O governo da Espanha anunciou neste domingo (30/7) que não reconhecerá na Venezuela "uma Assembleia Constituinte que não seja resultado de um amplo consenso nacional, eleita conforme as regras democráticas de voto universal livre, igualitário, direto e secreto".

A informação é do Ministério de Assuntos Exteriores e de Cooperação espanhol em uma nota enviada à Agência EFE pelo Escritório de Informação Diplomática, na qual acrescenta que, por esse motivo, a Espanha "não poderá reconhecer nem dar validade aos atos jurídicos emanados desta Assembleia Constituinte".

"A Espanha lamenta que o governo da Venezuela tenha decidido seguir em frente com um processo constituinte que não é aceito pela maioria dos venezuelanos e que viola princípios democráticos essenciais", diz a nota.

Ela acrescenta que "o governo espanhol condena os atos de violência e represália que provocaram vários mortos nas últimas horas, que se somam aos mais de 100 venezuelanos falecidos em protestos gerados pela deterioração da situação política e econômica, e a favor da democracia na Venezuela".

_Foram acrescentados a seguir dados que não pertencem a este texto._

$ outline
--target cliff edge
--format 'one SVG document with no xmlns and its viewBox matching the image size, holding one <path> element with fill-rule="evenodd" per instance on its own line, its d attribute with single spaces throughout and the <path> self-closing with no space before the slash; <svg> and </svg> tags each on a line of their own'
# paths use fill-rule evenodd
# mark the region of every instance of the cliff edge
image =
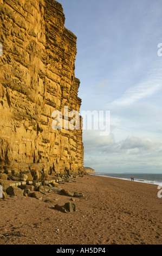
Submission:
<svg viewBox="0 0 162 256">
<path fill-rule="evenodd" d="M 76 37 L 64 26 L 62 5 L 0 0 L 0 172 L 83 172 L 81 125 L 74 130 L 51 127 L 53 111 L 63 118 L 64 106 L 79 112 L 81 104 Z"/>
</svg>

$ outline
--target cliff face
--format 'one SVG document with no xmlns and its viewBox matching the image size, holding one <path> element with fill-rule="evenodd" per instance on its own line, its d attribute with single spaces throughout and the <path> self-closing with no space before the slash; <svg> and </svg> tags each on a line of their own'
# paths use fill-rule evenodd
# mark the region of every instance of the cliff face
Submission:
<svg viewBox="0 0 162 256">
<path fill-rule="evenodd" d="M 64 27 L 61 5 L 0 0 L 0 172 L 82 172 L 82 130 L 51 127 L 54 111 L 81 103 L 76 37 Z"/>
</svg>

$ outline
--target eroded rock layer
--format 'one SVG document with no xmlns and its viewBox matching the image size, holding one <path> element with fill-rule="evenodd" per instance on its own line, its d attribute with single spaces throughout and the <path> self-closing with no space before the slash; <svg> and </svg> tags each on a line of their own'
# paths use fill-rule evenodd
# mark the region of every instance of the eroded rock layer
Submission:
<svg viewBox="0 0 162 256">
<path fill-rule="evenodd" d="M 81 129 L 51 127 L 54 111 L 79 112 L 81 103 L 76 37 L 61 5 L 0 0 L 0 172 L 82 172 Z"/>
</svg>

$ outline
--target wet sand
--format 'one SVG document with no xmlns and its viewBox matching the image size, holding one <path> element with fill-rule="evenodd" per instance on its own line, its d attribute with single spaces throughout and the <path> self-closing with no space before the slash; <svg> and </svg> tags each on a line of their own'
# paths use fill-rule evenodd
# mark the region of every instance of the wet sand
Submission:
<svg viewBox="0 0 162 256">
<path fill-rule="evenodd" d="M 8 197 L 0 201 L 1 245 L 161 245 L 162 198 L 158 186 L 88 175 L 61 184 L 75 198 L 76 211 L 53 209 L 70 197 L 49 192 L 40 200 Z M 54 200 L 48 203 L 44 199 Z"/>
</svg>

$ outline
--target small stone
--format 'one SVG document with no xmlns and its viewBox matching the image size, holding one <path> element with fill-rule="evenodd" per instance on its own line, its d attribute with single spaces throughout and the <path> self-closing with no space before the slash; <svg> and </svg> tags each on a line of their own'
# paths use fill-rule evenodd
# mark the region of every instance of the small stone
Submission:
<svg viewBox="0 0 162 256">
<path fill-rule="evenodd" d="M 16 186 L 9 187 L 7 189 L 6 192 L 9 196 L 16 196 L 17 197 L 22 197 L 23 196 L 23 191 L 21 188 Z"/>
</svg>

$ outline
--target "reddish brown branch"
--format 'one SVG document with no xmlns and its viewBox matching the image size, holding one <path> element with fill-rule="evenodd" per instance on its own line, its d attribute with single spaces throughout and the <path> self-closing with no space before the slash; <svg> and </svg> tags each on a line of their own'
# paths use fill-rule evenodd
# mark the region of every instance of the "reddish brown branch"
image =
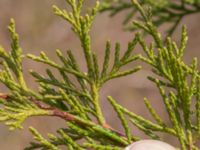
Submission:
<svg viewBox="0 0 200 150">
<path fill-rule="evenodd" d="M 4 99 L 4 100 L 9 100 L 9 95 L 0 93 L 0 98 Z M 64 111 L 62 111 L 58 108 L 51 107 L 50 105 L 48 105 L 44 102 L 41 102 L 39 100 L 35 100 L 35 99 L 32 99 L 32 98 L 30 98 L 29 100 L 31 102 L 33 102 L 40 109 L 48 110 L 50 116 L 56 116 L 56 117 L 59 117 L 59 118 L 66 120 L 66 121 L 73 121 L 73 122 L 76 122 L 79 125 L 87 125 L 87 126 L 97 126 L 98 125 L 98 124 L 91 122 L 91 121 L 90 122 L 84 121 L 79 117 L 76 117 L 76 116 L 74 116 L 74 115 L 72 115 L 68 112 L 64 112 Z M 104 124 L 102 127 L 104 129 L 110 130 L 110 131 L 116 133 L 117 135 L 125 138 L 125 135 L 123 133 L 113 129 L 108 124 Z"/>
</svg>

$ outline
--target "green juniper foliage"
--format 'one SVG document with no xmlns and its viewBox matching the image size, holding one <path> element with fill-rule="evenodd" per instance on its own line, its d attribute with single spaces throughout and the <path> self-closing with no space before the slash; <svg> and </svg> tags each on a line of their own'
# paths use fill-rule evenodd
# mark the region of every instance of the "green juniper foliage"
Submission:
<svg viewBox="0 0 200 150">
<path fill-rule="evenodd" d="M 168 1 L 159 2 L 162 2 L 162 5 L 157 3 L 159 5 L 156 6 L 157 11 L 157 8 L 160 7 L 162 9 L 159 10 L 164 10 L 165 5 L 175 5 Z M 101 63 L 102 67 L 99 67 L 98 57 L 91 48 L 89 34 L 96 13 L 100 9 L 99 2 L 97 1 L 94 8 L 86 14 L 81 11 L 84 0 L 66 0 L 66 3 L 71 7 L 71 11 L 62 10 L 57 6 L 53 6 L 53 9 L 56 15 L 71 24 L 73 32 L 79 38 L 87 64 L 87 72 L 79 68 L 72 51 L 67 51 L 65 55 L 61 50 L 56 50 L 60 60 L 59 64 L 49 59 L 44 52 L 41 52 L 40 56 L 24 55 L 19 45 L 19 37 L 15 31 L 13 19 L 8 28 L 11 35 L 11 51 L 8 52 L 0 47 L 0 81 L 10 90 L 7 94 L 0 94 L 0 120 L 11 130 L 22 129 L 22 123 L 32 116 L 54 116 L 66 121 L 66 127 L 58 129 L 57 135 L 48 134 L 48 139 L 30 127 L 35 141 L 25 149 L 59 150 L 62 146 L 69 150 L 120 150 L 140 139 L 132 134 L 130 128 L 132 124 L 151 139 L 162 140 L 157 134 L 161 132 L 177 138 L 179 148 L 182 150 L 198 150 L 200 73 L 197 69 L 197 58 L 194 58 L 189 65 L 183 61 L 188 39 L 186 27 L 182 28 L 180 44 L 174 42 L 170 37 L 163 40 L 157 31 L 154 7 L 152 14 L 143 8 L 143 5 L 153 3 L 153 1 L 142 1 L 140 4 L 137 0 L 132 0 L 129 7 L 139 12 L 141 16 L 140 20 L 135 20 L 133 24 L 152 36 L 152 42 L 147 45 L 142 34 L 138 32 L 128 43 L 123 54 L 120 54 L 121 48 L 118 43 L 112 48 L 112 44 L 107 42 L 105 57 Z M 175 8 L 183 9 L 186 12 L 188 10 L 185 5 L 191 4 L 195 6 L 195 9 L 198 8 L 198 1 L 195 0 L 182 1 L 181 4 L 183 6 Z M 145 56 L 133 54 L 136 45 L 143 49 Z M 114 62 L 110 60 L 111 53 L 114 53 Z M 39 92 L 30 89 L 24 80 L 22 61 L 26 56 L 49 66 L 46 69 L 47 76 L 30 71 L 36 82 L 39 83 Z M 121 69 L 136 60 L 141 60 L 151 66 L 154 75 L 149 76 L 148 79 L 158 87 L 170 119 L 170 125 L 166 124 L 157 114 L 147 98 L 144 99 L 144 102 L 154 118 L 154 122 L 127 110 L 111 96 L 108 96 L 108 101 L 124 127 L 124 133 L 120 133 L 106 123 L 100 106 L 99 91 L 107 81 L 139 71 L 140 66 L 134 66 L 125 71 Z M 52 69 L 56 69 L 62 79 L 56 77 L 51 71 Z M 70 76 L 74 76 L 79 85 Z M 196 107 L 192 109 L 194 104 Z"/>
<path fill-rule="evenodd" d="M 200 12 L 200 0 L 138 0 L 143 7 L 151 9 L 152 22 L 156 26 L 170 24 L 166 31 L 167 36 L 171 36 L 181 20 L 188 15 Z M 123 21 L 125 29 L 135 30 L 135 26 L 129 25 L 134 16 L 142 19 L 137 15 L 138 11 L 133 7 L 131 1 L 127 0 L 104 0 L 101 5 L 101 12 L 108 11 L 114 16 L 122 11 L 127 12 Z"/>
</svg>

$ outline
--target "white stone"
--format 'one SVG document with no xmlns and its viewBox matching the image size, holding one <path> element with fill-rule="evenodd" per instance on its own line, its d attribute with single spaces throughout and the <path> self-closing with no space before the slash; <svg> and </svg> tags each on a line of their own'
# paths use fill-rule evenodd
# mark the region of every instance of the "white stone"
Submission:
<svg viewBox="0 0 200 150">
<path fill-rule="evenodd" d="M 173 146 L 158 140 L 141 140 L 134 142 L 124 150 L 176 150 Z"/>
</svg>

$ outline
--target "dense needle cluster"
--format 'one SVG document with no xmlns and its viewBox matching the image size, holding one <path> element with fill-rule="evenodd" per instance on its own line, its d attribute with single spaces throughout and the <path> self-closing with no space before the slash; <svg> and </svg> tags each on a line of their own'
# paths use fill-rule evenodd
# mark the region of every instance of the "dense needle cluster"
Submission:
<svg viewBox="0 0 200 150">
<path fill-rule="evenodd" d="M 154 25 L 169 25 L 166 30 L 167 36 L 173 34 L 184 17 L 200 12 L 199 0 L 138 0 L 138 2 L 152 13 Z M 100 11 L 110 12 L 111 16 L 126 12 L 123 24 L 125 29 L 130 31 L 136 30 L 135 26 L 129 24 L 133 17 L 142 19 L 129 0 L 104 0 Z"/>
<path fill-rule="evenodd" d="M 66 0 L 71 11 L 53 6 L 55 14 L 71 24 L 73 32 L 79 38 L 82 46 L 80 51 L 84 53 L 87 72 L 82 71 L 70 50 L 66 54 L 56 50 L 60 63 L 51 60 L 44 52 L 41 52 L 40 56 L 24 55 L 15 31 L 15 22 L 11 19 L 8 28 L 11 35 L 11 50 L 8 52 L 0 47 L 0 82 L 10 90 L 9 93 L 0 94 L 0 121 L 5 122 L 11 130 L 21 129 L 22 123 L 33 116 L 59 117 L 66 121 L 66 127 L 58 129 L 57 135 L 48 134 L 49 139 L 45 139 L 36 129 L 30 127 L 35 141 L 31 142 L 26 150 L 59 150 L 60 146 L 69 150 L 124 149 L 140 139 L 132 134 L 130 123 L 151 139 L 162 140 L 157 135 L 161 132 L 177 138 L 182 150 L 198 150 L 196 144 L 200 138 L 200 73 L 197 58 L 189 65 L 182 59 L 188 39 L 186 27 L 182 29 L 180 44 L 170 37 L 165 40 L 160 35 L 154 20 L 155 10 L 150 13 L 143 8 L 144 4 L 151 2 L 153 1 L 143 1 L 140 4 L 137 0 L 132 0 L 130 6 L 141 16 L 139 21 L 133 22 L 133 26 L 150 35 L 152 42 L 146 44 L 145 38 L 138 32 L 128 43 L 123 54 L 120 53 L 120 44 L 112 46 L 107 42 L 104 60 L 101 63 L 98 63 L 100 61 L 91 48 L 89 34 L 96 13 L 101 8 L 99 2 L 96 2 L 94 8 L 86 14 L 81 11 L 84 0 Z M 182 1 L 182 4 L 186 3 L 196 6 L 197 1 Z M 167 4 L 162 5 L 164 7 Z M 197 7 L 198 5 L 195 8 Z M 145 56 L 133 54 L 136 45 L 143 49 Z M 112 53 L 114 62 L 110 59 Z M 32 90 L 24 80 L 24 57 L 49 66 L 46 68 L 46 75 L 30 71 L 39 83 L 38 92 Z M 103 108 L 100 106 L 99 92 L 107 81 L 139 71 L 141 66 L 134 66 L 129 70 L 121 69 L 136 60 L 151 66 L 154 75 L 148 79 L 158 87 L 170 125 L 160 118 L 146 98 L 146 108 L 154 122 L 127 110 L 108 96 L 108 101 L 124 127 L 124 133 L 120 133 L 107 124 L 102 113 Z M 52 70 L 57 70 L 62 79 L 55 76 Z M 192 109 L 192 105 L 196 106 L 195 109 Z"/>
</svg>

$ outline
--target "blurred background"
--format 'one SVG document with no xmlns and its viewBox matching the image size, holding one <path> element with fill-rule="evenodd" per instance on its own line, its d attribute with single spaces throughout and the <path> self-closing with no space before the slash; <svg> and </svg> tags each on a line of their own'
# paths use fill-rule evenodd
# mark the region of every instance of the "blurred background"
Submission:
<svg viewBox="0 0 200 150">
<path fill-rule="evenodd" d="M 94 1 L 86 0 L 86 7 L 93 5 Z M 71 49 L 79 60 L 80 66 L 85 69 L 85 62 L 80 48 L 79 40 L 70 30 L 68 23 L 56 17 L 52 12 L 52 5 L 56 4 L 65 7 L 63 0 L 0 0 L 0 43 L 5 49 L 9 50 L 10 39 L 7 31 L 7 25 L 10 18 L 14 18 L 17 24 L 17 32 L 20 35 L 20 44 L 25 54 L 32 53 L 38 55 L 41 50 L 45 51 L 51 59 L 55 57 L 55 49 L 62 51 Z M 134 37 L 134 33 L 124 32 L 122 21 L 125 13 L 121 13 L 114 18 L 110 18 L 108 13 L 98 14 L 94 22 L 91 36 L 92 48 L 102 63 L 105 43 L 110 40 L 113 44 L 119 42 L 123 50 L 126 49 L 127 42 Z M 189 43 L 185 55 L 186 62 L 191 62 L 193 57 L 200 59 L 200 14 L 187 16 L 182 24 L 187 24 L 189 31 Z M 167 25 L 166 25 L 167 27 Z M 164 27 L 165 28 L 165 27 Z M 161 29 L 162 32 L 162 29 Z M 174 34 L 174 39 L 179 41 L 180 27 Z M 137 49 L 135 53 L 141 53 Z M 128 65 L 131 68 L 139 62 Z M 28 74 L 28 70 L 33 69 L 44 73 L 42 65 L 31 60 L 24 61 L 24 70 L 28 84 L 37 90 L 37 84 Z M 121 105 L 127 107 L 144 117 L 152 119 L 145 109 L 143 98 L 147 97 L 161 117 L 168 118 L 161 102 L 161 97 L 154 84 L 146 79 L 151 71 L 148 66 L 143 65 L 143 69 L 134 75 L 125 78 L 116 79 L 107 83 L 101 90 L 102 108 L 104 115 L 113 128 L 122 130 L 118 123 L 119 120 L 113 112 L 112 107 L 107 103 L 106 97 L 113 96 Z M 6 89 L 1 86 L 0 92 Z M 10 132 L 8 128 L 0 124 L 0 149 L 1 150 L 22 150 L 32 140 L 32 135 L 28 131 L 29 126 L 38 129 L 44 136 L 47 133 L 55 133 L 59 127 L 64 127 L 65 122 L 57 118 L 35 117 L 30 118 L 24 123 L 24 130 Z M 144 136 L 136 128 L 133 128 L 133 134 Z M 161 135 L 164 141 L 176 145 L 173 138 L 167 135 Z"/>
</svg>

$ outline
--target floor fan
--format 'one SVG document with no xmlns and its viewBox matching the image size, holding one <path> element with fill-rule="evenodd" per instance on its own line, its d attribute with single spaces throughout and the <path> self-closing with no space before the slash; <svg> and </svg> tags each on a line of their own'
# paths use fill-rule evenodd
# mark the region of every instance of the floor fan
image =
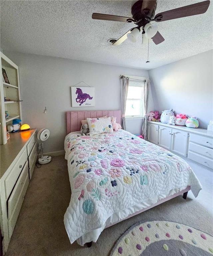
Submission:
<svg viewBox="0 0 213 256">
<path fill-rule="evenodd" d="M 42 129 L 38 134 L 38 139 L 41 141 L 41 158 L 39 163 L 41 165 L 47 164 L 51 162 L 52 157 L 48 156 L 43 156 L 42 142 L 46 141 L 50 136 L 50 131 L 47 129 Z"/>
</svg>

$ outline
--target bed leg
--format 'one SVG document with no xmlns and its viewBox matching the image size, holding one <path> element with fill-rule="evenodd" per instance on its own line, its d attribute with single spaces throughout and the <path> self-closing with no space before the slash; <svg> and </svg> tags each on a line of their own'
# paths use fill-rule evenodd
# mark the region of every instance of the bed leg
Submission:
<svg viewBox="0 0 213 256">
<path fill-rule="evenodd" d="M 187 197 L 187 194 L 188 194 L 188 191 L 187 192 L 185 192 L 185 193 L 183 193 L 183 199 L 186 199 L 186 198 Z"/>
<path fill-rule="evenodd" d="M 93 242 L 91 241 L 91 242 L 89 242 L 89 243 L 86 243 L 85 244 L 86 246 L 90 248 L 90 247 L 91 247 L 92 246 L 92 243 L 93 243 Z"/>
</svg>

Na visão do governo espanhol, "a Assembleia resultante da votação de hoje não representa a vontade majoritária dos venezuelanos, não tem atribuições, conforme a Constituição, faculdades legislativas que correspondem à Assembleia Nacional, e não é a solução para os graves problemas de enfrentamento político e crise humanitária que assolam o país".

"A Espanha pede mais uma vez ao governo venezuelano que inicie um processo sincero de negociação com as instituições democráticas legítimas e constitucionais da Venezuela, como a Assembleia Nacional, e que permita um amplo acordo que respeite o marco constitucional e garanta a separação de poderes, os direitos humanos e a democracia", continua o comunicado.

O ministério acrescentou que o governo espanhol estudará "juntamente com seus parceiros da União Europeia e países amigos da região, as medidas adicionais que possam ser efetivas para promover uma restauração da institucionalidade democrática e constitucional na República Bolivariana da Venezuela".